Renaud Muselier en 2021. (Photo : Emilio Guzman)
Renaud Muselier en 2021. (Photo : Emilio Guzman)

Renaud Muselier en 2021. (Photo : Emilio Guzman)

L'enjeu

Face à un RN annoncé très haut, le président de région sortant veut afficher sa force dès le premier tour.

Le contexte

En annonçant le soutien de la majorité présidentielle à Renaud Muselier, Jean Castex a profondément divisé la droite.

Dans les rues de Marseille, à moins de deux mois des élections régionales, les militants ont commencé les opérations de collage. “Notre région d’abord”, clame Renaud Muselier sur ses affiches. En bas, rien, pas de logo, comme un résumé du paradoxe : la liste du président sortant ne sera étiquetée ni LR, ni LREM. Mais pourrait être la seule à s’offrir aux électeurs de la droite et du centre. Ce mardi, Les Républicains réunissent leur conseil politique et la commission nationale d’investiture avec au menu, un gros morceau venu du Sud.

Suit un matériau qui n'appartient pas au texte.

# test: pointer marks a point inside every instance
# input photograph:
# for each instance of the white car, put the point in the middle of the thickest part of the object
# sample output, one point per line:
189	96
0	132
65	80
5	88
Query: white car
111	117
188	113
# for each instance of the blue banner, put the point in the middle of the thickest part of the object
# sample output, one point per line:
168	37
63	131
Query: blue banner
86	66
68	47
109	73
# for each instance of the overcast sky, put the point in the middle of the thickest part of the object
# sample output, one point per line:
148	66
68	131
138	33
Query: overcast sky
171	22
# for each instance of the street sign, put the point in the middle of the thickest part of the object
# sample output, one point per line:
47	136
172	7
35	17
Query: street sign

Dimanche 2 mai, après l’annonce par le Premier ministre Jean Castex du soutien de la majorité présidentielle à Renaud Muselier et du retrait de la candidature de Sophie Cluzel, la réponse de LR n’a pas tardé : “conformément aux règles des Républicains qui imposent qu’il n’y ait aucun accord de premier tour avec LREM, [il] ne pourra pas bénéficier de l’investiture LR”, a tranché le président Christian Jacob. Depuis, la droite se déchire dans les médias. Revue des enjeux.

Un “soutien” à défaut d’une “investiture” ?

“Renaud est sous pression et honnêtement, j’aimerais pas être à sa place. Il se fait massacrer”, constate une artisane du rapprochement LR-LREM. Ce lundi, Renaud Muselier, proche de Christian Jacob, a espéré qu’il pourrait bénéficier du “soutien” du parti à défaut de “l’investiture”, en faisant un pas dans sa direction : les personnalités accueillies ne pourront pas être “ministres, sénateurs, députés et députés européens”. Cela obligerait les membres éminents de LREM qui souhaiteraient coûte que coûte être candidats à quitter leur poste avant l’élection comme l’éphémère tête de liste et secrétaire d’État chargée des personnes handicapées Sophie Cluzel ou la députée marseillaise Claire Pitollat. Qu’importe pour Renaud Muselier, qui sait qu’après l’arrêt de sa liste autonome, LREM est désormais obligé de tenir jusqu’au bout sa nouvelle ligne. “Ils essaient de nous corneriser en jouant à plus malin que malin et en voulant en faire un symbole pour 2022, alors, on les cornerise”, explique-t-on dans les couloirs de la région.

La présence de ces personnalités d’envergure nationale constituait par exemple un casus belli pour l’influent député vauclusien Julien Aubert. “J’ai dit à Renaud Muselier que je ne serai pas sur une liste qui comporte madame Cluzel ou des députés en Marche. (…) Je ne combats pas Macron à Paris pour me retrouver dans la région avec ses amis”, prévenait-il le 23 avril sur Marsactu.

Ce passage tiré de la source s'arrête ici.